If I get back three or four years ago, Barclays Bank made nearly 80 per cent of its profits in the UK and 20 per cent outside the UK and the board set the target to diversify earnings to become one of the global universal financial services company and specifically to earn 50 per cent of our income from outside the UK and in 2007 we achieved that; not because the UK market stood still but because other markets have grown.

We have one of the biggest institutional asset managers in the world the Barclays Global Investments which has $2 trillion. We are growing Barclays' wealth business internationally and Barclays Card which was mainly a UK credit card company has expanded rapidly overseas in the US, in African and across emerging markets it has become more of an international business.

What does Africa offer for your business?

We have been in African for more than 100 years and in Uganda for more than 70 years.

Five years ago, the first question I would have got on a visit to Africa would have been 'Is Barclays committed to Africans?' Whereas now no one is asking the question now whether Barclays is committed to Africa because they are seeing there is rapid growth.

South Africa is an important part in our expansion plan but what I have been struck by in the last three day here in Nairobi and Kampala is the momentum in East Africa and the spirit of cooperation across the region which has not always been there and particularly at Barclays where I have met a lot of staff; the energy and excitement for the growth is an important part of the portfolio.

That energy, though, is coming under threat from the Chinese interest in Africa. We know that their investment in the Standard Bank; the bank with the largest capitalisation in Africa could mean that you develop a new plan to deal with it.

If I look at South Africa, then clearly nearly three or fours years ago now we acquired a majority stake in ABSA which is a fantastic brand in South Africa.

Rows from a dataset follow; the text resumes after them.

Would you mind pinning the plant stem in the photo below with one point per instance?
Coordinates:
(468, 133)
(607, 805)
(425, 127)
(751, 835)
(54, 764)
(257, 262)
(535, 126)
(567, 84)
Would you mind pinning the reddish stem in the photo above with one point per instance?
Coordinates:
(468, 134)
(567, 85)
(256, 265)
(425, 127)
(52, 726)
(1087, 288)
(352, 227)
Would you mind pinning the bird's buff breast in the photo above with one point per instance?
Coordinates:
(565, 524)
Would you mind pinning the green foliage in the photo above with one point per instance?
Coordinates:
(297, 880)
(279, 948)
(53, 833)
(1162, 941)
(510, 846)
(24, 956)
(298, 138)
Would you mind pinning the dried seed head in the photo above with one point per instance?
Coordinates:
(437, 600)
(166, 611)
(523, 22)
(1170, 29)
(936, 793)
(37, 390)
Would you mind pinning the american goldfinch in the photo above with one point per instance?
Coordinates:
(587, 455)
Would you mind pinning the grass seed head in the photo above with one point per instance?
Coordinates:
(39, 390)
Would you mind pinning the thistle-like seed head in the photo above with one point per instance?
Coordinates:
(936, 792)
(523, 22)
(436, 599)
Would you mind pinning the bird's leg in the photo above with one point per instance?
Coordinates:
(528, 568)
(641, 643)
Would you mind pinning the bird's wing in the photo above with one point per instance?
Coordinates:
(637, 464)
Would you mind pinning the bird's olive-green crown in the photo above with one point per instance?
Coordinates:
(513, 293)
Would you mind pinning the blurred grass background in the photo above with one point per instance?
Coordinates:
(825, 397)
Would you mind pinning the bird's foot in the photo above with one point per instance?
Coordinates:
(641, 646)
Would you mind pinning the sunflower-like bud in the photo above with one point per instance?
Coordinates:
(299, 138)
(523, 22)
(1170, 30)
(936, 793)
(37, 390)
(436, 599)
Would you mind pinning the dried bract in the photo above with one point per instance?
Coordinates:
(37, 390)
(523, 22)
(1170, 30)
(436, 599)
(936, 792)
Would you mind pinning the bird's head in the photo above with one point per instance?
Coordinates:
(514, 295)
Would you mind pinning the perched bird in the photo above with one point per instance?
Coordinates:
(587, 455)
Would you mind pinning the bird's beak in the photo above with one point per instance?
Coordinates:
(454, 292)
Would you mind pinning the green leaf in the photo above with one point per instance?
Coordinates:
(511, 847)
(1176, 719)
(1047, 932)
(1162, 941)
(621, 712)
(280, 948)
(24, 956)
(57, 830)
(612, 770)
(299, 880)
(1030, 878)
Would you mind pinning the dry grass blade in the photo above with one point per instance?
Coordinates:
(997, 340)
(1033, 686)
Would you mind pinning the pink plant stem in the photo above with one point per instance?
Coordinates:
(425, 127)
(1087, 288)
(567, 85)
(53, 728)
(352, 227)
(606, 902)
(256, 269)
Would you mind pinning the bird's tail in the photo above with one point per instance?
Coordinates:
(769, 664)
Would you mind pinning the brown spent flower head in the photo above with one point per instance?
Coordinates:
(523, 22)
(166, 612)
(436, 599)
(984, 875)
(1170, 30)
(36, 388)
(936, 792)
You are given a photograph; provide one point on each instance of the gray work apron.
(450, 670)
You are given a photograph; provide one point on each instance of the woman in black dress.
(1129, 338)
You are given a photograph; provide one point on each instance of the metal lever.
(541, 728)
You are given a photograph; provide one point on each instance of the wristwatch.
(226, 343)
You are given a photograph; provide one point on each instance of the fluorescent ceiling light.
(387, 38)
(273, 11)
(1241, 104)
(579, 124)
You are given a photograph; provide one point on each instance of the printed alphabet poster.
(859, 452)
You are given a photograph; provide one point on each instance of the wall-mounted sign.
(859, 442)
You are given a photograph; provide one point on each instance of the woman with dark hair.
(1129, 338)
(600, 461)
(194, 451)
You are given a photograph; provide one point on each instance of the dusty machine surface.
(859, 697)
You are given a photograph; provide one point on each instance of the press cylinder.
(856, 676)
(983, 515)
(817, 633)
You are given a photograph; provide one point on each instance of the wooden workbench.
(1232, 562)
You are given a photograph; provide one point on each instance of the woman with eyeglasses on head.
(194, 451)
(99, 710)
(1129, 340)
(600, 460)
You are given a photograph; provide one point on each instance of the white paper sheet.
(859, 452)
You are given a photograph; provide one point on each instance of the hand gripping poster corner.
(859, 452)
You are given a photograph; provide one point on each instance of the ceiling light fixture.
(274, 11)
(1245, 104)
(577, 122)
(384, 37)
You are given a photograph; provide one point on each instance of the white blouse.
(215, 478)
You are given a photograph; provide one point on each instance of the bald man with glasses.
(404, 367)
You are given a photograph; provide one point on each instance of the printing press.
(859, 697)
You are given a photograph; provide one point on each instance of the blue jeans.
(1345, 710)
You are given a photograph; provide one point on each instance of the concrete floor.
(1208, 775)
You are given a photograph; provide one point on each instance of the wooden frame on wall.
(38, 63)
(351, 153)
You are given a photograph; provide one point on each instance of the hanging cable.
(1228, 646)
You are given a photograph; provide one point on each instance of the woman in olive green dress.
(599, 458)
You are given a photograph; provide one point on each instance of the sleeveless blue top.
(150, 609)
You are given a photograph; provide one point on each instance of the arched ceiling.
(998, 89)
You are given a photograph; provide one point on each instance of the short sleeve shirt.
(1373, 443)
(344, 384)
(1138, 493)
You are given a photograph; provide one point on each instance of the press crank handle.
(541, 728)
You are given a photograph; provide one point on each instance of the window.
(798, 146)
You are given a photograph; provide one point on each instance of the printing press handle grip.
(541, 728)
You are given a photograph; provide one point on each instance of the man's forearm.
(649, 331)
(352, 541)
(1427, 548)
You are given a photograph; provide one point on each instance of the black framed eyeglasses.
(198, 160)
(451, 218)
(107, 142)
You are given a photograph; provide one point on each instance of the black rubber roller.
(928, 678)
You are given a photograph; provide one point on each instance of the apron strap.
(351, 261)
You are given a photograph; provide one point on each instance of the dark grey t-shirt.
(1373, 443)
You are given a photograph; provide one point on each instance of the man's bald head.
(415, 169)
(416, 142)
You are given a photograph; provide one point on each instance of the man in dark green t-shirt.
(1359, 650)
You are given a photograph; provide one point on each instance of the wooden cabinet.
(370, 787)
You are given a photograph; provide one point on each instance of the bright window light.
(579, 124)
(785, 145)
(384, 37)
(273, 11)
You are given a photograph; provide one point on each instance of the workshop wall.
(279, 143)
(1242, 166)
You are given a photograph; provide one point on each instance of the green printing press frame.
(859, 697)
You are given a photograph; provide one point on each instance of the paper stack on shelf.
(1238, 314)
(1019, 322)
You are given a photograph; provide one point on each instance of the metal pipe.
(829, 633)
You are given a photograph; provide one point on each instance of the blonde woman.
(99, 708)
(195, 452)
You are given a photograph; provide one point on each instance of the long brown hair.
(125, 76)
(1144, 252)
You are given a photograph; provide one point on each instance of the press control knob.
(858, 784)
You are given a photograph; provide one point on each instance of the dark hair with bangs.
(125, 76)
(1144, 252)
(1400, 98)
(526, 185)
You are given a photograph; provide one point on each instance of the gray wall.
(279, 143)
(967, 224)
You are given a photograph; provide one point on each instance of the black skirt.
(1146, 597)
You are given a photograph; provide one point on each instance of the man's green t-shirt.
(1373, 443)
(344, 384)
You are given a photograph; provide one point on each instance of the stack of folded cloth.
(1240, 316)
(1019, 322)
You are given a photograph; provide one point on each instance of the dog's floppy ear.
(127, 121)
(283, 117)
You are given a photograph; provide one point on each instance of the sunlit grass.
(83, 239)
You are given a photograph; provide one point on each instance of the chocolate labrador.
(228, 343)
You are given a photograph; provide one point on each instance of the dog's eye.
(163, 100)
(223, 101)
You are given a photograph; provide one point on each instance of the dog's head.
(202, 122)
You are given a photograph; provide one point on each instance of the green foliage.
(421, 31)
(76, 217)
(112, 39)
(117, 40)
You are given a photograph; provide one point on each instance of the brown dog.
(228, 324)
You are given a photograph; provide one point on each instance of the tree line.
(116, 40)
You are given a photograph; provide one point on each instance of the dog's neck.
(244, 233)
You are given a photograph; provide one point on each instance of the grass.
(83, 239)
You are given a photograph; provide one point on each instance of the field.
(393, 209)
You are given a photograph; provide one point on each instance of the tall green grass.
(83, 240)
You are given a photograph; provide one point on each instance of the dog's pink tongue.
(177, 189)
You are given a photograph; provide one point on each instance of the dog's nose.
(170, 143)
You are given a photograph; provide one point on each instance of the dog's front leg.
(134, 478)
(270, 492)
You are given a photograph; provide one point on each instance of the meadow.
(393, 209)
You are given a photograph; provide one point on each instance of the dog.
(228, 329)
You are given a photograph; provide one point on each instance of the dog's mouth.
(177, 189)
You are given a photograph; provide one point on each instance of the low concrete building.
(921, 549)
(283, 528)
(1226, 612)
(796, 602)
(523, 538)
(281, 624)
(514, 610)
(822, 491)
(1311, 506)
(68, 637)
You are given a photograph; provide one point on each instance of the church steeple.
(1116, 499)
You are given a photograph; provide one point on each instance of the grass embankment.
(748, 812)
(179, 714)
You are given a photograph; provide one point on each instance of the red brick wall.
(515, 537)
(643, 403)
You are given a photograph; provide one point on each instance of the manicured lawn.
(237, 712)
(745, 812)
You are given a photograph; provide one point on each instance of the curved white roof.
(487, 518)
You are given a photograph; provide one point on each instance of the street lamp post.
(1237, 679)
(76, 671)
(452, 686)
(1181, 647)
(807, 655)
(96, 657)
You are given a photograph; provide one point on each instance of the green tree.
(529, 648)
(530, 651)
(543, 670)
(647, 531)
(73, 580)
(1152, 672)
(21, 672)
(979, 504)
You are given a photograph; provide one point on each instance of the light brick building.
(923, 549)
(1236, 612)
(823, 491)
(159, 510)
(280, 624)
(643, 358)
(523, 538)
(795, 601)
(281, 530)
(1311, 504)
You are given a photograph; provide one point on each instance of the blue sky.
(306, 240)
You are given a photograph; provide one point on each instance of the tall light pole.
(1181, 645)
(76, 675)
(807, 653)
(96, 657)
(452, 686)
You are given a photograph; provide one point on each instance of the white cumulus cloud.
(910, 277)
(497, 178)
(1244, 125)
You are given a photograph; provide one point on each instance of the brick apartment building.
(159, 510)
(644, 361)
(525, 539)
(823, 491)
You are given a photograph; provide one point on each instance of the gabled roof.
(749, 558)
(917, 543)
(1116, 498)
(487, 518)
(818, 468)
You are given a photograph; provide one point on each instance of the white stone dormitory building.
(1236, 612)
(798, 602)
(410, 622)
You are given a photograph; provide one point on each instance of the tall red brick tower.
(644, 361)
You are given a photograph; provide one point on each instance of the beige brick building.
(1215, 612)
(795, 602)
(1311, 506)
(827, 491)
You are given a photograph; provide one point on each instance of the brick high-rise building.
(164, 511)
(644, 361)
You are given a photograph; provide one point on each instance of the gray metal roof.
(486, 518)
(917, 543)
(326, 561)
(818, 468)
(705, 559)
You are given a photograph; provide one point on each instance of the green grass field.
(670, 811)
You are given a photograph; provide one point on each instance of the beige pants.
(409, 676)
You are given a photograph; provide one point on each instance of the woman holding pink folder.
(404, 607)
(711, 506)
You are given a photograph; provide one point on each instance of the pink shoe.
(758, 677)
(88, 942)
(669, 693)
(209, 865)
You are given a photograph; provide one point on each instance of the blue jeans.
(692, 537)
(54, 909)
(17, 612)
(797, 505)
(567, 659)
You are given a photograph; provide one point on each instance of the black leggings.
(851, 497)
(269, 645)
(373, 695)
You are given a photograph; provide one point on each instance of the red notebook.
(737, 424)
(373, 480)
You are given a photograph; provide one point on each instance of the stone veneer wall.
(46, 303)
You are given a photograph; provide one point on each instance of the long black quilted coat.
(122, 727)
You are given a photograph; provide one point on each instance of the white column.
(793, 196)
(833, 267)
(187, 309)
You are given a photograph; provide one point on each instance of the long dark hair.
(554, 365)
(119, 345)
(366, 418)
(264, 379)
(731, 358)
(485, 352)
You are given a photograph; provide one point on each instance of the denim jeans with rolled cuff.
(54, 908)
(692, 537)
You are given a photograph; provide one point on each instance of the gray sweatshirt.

We welcome healthy competition; competition is good news and we are very confident in our people and our universal banking model. Recently, Barclays had an investment from the Chinese Development Bank so it is the Chinese showing confidence in the Barclays model.

You made a massive takeover attempt in ABN Amro but withdrew almost with the same ferocity. Was it a bad deal?

We regarded the opportunity presented by ABN Amro as an accelerator of our strategy.

Our strategy is to become one of the handfuls of global universal banking models.

We have been growing very strongly organically and we have made a small number of medium and small acquisitions in Africa including Nile Bank. We use acquisitions or deals as an accelerator of our business.

The ABN Amro would have accelerated our strategy internationally and particularly in global retailing and commercial banking. But we were not prepared to do that at any price for our shareholders and as the market weakened and asset prices reduced it was clear to us that we would not be doing our shareholders a good service by paying the price that was offered.

Your acquisition of Nile Bank has been criticised in some quarters as extravagant.

We made the right decision. We see it as an accelerator. We are confident with the price we paid. I am personally very impressed with the speed of integration. It was great to see the 286 Nile Bank employees have been quickly made to feel part of Barclays and the branches have all been branded Barclays.